Chapter two: the threat of human rights

This chapter gives numerous examples of how the invocation of human rights can in fact become threats to their very victims, by worsening the violations they endure. After the 2008-9 conflict between Israel and Palestine, NGOs working with the UN to assess the extent of the violations committed were accused by Israel of posing a threat to national security. The latter’s politicians appealed to the idea that these organizations were erroneously using a new concept dubbed “lawfare” against them. Another legal problem lies in the fact that universal jurisdiction is applicable only when the national courts are unable or unwilling to prosecute. The Israeli High Court of Justice invariably held both the ability and willingness to prosecute its citizens accused of violations in the OPT, but has constantly granted them impunity. Moreover, NGOs have had to be extremely cautious in sharing information abroad if they wish to continue receiving funding from the New Israel Fund, the largest donator to Israeli NGOs.

Several testimonies of people claiming to have been mentally and physically abused to give false testimonies pertaining to violations of human rights have also surfaced. These statements were then widely spread in public reports, and used to justify codes of conduct that would otherwise have been unacceptable.


Chapter three: the human right to kill

Once again, we are reminded that the language surrounding human rights has become the language of the strong. This chapter starts by explaining why and how America’s military is the largest human rights training institution, to legitimize the use of force and killing. Human rights experts are increasingly being invited to talk about what is permissible or not in contemporary warfare, not only to regulate the forms of killing, but also to offer the state a certain legitimacy. Some professionals argue that sometimes, the right to assassinate is necessary to protect the citizens and the state itself, thus transforming killing into a right.

The authors move on to spell out the prohibition of human shielding. Israel has been using different arguments to legitimize its constant targeting of civilian populations, one of them being that because Hamas terrorists hide their weapons in homes, hospitals or schools (which is illegitimate), they are awarded the right to bomb in the same way they would military targets (legitimate). Consequently, for Palestinians in Gaza, simple everyday life activities have become deadly following the establishment of the Israeli military’s ‘legitimate targets’ everywhere.

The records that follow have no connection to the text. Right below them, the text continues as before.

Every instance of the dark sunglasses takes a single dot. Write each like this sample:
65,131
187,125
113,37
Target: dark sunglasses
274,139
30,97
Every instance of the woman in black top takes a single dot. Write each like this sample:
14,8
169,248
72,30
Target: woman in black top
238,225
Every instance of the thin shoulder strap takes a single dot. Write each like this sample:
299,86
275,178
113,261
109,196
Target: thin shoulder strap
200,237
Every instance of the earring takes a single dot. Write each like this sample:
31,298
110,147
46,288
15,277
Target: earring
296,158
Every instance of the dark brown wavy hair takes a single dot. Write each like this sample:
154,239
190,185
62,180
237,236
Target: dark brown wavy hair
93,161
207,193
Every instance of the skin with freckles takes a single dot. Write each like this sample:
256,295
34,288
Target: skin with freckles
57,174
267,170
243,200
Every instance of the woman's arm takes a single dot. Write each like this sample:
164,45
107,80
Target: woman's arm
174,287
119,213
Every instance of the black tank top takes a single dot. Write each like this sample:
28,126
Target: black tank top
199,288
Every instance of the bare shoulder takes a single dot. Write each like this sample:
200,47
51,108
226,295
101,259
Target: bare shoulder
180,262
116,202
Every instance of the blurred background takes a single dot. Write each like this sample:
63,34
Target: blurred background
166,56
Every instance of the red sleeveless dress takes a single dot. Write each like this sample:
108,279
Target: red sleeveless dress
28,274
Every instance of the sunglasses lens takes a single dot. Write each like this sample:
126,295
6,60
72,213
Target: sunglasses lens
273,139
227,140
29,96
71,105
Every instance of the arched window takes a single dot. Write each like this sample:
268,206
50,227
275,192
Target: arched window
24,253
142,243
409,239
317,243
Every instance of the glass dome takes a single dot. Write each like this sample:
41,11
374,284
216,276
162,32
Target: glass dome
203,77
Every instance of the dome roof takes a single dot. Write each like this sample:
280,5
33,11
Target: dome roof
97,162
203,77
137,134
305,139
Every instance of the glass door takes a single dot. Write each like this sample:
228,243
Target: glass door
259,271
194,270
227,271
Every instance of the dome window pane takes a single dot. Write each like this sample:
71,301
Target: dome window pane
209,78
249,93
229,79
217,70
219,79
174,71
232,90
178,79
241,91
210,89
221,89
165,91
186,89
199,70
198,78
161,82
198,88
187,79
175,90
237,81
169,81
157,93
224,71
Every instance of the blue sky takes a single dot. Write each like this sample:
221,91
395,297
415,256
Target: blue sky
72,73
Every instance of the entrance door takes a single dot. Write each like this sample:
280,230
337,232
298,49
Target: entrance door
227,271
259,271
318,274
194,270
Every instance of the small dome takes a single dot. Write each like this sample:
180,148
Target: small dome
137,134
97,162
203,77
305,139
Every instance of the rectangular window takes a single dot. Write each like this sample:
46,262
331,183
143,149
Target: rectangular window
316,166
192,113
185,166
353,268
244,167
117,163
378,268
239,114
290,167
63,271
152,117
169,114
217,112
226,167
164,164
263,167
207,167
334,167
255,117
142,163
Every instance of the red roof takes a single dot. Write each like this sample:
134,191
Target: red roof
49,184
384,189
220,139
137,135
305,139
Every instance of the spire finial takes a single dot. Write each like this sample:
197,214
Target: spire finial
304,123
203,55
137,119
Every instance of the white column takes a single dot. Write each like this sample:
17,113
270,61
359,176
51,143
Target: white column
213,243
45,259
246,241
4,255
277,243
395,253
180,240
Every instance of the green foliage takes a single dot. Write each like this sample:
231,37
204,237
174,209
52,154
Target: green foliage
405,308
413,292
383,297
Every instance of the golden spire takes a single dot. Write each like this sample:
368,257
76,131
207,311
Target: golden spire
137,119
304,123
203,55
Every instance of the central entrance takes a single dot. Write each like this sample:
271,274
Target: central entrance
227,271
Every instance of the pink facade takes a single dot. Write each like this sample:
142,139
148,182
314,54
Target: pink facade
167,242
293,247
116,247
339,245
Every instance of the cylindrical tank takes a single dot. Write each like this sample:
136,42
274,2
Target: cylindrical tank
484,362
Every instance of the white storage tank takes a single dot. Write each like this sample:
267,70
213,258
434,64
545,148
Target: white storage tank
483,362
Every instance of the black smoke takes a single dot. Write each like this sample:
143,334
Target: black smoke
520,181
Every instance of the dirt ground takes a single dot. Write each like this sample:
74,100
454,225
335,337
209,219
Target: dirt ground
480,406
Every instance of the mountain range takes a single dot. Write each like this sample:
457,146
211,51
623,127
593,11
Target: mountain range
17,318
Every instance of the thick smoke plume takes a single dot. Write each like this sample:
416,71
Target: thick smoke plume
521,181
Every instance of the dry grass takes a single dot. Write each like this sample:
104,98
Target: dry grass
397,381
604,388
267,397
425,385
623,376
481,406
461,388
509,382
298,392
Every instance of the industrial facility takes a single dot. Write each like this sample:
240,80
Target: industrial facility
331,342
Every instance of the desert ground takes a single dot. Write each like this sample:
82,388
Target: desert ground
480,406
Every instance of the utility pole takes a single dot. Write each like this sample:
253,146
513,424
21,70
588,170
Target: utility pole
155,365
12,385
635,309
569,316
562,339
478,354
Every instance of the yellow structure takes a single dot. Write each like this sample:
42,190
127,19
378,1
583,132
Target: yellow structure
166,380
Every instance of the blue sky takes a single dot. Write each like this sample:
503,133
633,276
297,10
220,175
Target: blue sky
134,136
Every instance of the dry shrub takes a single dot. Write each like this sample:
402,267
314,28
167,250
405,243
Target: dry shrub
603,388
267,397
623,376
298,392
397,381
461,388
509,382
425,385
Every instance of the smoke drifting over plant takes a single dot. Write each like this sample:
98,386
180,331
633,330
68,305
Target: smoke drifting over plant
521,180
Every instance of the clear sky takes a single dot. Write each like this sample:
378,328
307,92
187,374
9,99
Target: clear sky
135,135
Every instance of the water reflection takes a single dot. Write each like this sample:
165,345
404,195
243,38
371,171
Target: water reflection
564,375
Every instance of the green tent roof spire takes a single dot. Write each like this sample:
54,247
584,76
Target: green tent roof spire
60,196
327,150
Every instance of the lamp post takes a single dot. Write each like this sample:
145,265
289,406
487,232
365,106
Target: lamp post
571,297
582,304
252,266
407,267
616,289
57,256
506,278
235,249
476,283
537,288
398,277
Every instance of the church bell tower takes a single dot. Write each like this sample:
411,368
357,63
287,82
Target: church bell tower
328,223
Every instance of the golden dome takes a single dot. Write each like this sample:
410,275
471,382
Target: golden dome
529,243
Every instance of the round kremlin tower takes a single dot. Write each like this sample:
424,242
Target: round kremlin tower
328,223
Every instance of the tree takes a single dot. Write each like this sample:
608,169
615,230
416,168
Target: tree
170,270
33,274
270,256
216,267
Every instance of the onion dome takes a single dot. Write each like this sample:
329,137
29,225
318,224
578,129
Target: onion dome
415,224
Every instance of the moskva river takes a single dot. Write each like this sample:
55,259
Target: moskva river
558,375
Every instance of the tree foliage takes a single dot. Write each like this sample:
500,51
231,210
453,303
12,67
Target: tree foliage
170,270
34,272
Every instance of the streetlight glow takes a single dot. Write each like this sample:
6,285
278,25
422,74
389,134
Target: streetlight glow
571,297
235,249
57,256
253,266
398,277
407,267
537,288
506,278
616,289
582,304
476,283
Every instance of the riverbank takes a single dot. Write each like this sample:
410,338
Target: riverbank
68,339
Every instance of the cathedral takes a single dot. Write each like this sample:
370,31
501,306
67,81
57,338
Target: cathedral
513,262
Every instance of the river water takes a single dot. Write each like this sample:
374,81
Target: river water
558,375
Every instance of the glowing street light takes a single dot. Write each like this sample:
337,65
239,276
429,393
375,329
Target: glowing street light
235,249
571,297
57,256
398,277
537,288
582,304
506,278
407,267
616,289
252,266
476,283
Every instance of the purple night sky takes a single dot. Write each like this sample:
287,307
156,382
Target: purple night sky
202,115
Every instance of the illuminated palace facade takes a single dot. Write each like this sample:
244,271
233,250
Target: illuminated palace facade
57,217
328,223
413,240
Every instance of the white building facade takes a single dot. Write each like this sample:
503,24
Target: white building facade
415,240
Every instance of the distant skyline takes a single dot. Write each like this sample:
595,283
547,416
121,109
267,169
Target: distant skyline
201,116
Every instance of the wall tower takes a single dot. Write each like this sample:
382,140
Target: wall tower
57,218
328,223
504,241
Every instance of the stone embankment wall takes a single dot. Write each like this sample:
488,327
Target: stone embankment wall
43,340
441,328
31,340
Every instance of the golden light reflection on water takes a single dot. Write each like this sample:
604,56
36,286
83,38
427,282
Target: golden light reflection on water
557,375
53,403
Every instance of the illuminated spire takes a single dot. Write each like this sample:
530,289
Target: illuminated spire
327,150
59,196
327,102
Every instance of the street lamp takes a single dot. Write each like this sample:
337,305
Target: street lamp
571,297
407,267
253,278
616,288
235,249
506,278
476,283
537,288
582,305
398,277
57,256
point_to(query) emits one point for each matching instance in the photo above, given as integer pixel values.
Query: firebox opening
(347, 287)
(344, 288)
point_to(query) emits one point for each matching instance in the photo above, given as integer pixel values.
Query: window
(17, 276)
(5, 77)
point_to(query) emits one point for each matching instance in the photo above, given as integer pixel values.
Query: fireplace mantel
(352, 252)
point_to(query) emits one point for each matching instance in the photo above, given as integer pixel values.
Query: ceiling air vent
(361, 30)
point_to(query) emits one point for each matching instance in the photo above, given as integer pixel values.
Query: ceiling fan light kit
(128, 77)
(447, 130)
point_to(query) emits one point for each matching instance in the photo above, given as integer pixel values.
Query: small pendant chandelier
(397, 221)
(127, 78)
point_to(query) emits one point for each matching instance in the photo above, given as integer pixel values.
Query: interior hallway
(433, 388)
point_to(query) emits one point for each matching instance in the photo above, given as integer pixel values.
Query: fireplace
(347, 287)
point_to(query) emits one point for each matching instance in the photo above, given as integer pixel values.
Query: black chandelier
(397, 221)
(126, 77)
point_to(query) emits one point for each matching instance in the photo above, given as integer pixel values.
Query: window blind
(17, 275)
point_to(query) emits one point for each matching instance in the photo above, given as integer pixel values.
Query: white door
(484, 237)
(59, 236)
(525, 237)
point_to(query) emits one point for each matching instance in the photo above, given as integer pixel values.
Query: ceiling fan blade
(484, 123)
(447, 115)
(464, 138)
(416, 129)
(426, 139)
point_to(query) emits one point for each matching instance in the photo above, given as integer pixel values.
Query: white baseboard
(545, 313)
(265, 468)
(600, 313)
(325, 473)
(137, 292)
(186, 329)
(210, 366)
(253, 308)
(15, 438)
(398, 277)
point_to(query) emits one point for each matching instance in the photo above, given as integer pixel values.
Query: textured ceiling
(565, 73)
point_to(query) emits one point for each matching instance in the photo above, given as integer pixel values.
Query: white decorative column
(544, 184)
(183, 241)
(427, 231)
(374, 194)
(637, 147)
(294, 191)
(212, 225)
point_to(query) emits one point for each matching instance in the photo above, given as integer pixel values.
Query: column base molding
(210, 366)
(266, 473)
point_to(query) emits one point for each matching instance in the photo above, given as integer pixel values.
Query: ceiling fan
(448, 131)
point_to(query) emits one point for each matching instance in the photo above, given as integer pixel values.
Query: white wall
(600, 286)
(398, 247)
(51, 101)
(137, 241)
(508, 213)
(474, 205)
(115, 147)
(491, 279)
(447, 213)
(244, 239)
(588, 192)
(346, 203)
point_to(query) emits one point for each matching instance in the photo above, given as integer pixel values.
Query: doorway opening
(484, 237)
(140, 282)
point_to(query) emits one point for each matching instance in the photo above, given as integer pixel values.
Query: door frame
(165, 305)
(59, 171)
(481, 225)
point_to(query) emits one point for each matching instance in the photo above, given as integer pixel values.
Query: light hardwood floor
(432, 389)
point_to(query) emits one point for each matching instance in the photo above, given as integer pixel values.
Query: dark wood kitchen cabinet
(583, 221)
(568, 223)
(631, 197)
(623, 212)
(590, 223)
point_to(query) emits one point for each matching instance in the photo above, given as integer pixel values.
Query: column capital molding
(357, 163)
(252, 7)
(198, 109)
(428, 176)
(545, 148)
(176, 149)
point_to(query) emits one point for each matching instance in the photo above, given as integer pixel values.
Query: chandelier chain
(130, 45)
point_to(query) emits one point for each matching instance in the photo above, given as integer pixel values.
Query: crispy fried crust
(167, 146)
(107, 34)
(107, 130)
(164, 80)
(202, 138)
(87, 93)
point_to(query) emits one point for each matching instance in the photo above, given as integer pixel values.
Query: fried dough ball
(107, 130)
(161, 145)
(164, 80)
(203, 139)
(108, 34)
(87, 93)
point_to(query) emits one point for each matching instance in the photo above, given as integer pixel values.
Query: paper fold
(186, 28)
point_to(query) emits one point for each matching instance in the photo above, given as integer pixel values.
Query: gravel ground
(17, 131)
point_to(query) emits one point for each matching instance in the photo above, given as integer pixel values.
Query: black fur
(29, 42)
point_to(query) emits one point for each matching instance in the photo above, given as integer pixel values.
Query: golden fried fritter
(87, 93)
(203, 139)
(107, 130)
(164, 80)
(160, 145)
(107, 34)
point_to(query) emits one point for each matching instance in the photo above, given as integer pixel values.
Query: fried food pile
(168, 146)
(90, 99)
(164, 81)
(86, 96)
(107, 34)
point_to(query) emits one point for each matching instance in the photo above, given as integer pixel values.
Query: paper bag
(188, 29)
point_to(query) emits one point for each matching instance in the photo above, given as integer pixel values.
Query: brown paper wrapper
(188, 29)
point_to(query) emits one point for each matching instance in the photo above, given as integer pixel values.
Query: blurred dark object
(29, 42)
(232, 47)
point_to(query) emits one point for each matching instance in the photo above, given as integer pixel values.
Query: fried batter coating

Chapter four: the human right to colonize

The language of human rights has also been altered by virtue of this subject, to legitimize some of the actions taken by Israel as a colonial power. Similar to the human right to kill, a published report containing numerous testimonies about violations committed in the colonized territory, rendered the Israeli settlers the principal victims. One of their assertions also supports that by wanting all Israelis to renounce the occupied territories, Palestinians are wishing for an ethnic cleansing, which is a gross violation of human rights.


As a conclusion, one may ask - after overwhelming evidence that powerful people can easily transform “(…) the one whose rights have been violated into the perpetrators of human rights abuse, the dominated into the dominant and the dominant into the dominated”-, if human rights still have meaning, purpose, and future. The authors believe they do. According to them, the elements that converted human rights into instruments of domination will also permit them to further develop into positive weapons.